Since I alluded to Larry Summers’ paper on “ketchup economics” from the mid-eighties earlier today, I may as well quote the funny part:

Ketchup economists reject out of hand much of this research on the ketchup market. They believe that the data used is based on almost meaningless accounting information and are quick to point out that concepts such as costs of production vary across firms and are not accurately measurable in any event. they believe that ketchup transactions prices are the only hard data worth studying. Nonetheless ketchup economists have an impressive research program, focusing on the scope for excess opportunities in the ketchup market. They have shown that two quart bottles of ketchup invariably sell for twice as much as one quart bottles of ketchup except for deviations traceable to transaction costs, and that one cannot get a bargain on ketchup by buying and combining ingredients once one takes account of transaction costs. Nor are there gains to be had from storing ketchup, or mixing together different quality ketchups and selling the resulting product. Indeed, most ketchup economists regard the efficiency of the ketchup market as the best established fact in empirical economics.

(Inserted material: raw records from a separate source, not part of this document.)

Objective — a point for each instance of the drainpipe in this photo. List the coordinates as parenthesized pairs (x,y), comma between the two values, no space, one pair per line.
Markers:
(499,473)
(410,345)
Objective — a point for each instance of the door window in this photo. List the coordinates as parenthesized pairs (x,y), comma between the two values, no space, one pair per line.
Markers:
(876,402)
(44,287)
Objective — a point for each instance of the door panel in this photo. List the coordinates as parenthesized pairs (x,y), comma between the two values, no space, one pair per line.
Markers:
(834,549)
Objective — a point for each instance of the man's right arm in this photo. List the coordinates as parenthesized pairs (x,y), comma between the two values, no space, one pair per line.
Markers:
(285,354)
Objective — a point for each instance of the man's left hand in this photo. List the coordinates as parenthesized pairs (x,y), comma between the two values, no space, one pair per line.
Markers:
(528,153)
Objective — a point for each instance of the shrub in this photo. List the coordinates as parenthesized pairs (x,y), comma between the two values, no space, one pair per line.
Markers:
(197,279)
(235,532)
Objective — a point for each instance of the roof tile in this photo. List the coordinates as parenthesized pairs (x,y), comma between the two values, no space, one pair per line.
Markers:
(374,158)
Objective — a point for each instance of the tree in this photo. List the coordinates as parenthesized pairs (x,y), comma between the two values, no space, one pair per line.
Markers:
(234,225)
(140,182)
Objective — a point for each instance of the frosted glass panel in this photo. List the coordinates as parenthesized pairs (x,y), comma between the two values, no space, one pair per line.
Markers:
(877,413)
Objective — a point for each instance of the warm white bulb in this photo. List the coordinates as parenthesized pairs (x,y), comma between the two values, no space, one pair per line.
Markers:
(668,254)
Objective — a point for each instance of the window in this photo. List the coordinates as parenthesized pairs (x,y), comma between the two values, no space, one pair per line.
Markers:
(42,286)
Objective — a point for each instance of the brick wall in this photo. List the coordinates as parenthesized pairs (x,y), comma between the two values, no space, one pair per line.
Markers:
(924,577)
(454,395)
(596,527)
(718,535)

I was actually inspired to do some research into the ketchup market and discovered that at my local Safeway, a 20 ounce bottle of Heinz sells for $0.13 an ounce. If you go up to a 32 ounce bottle, the price falls to $0.11 an ounce; meaning in effect your extra 12 ounces cost only $0.77 cents per ounce. Thus, we can use the Efficient Ketchup Markets Hypothesis to back-calculated the exact nature of the transaction costs and so forth that justify these prices volume discounts.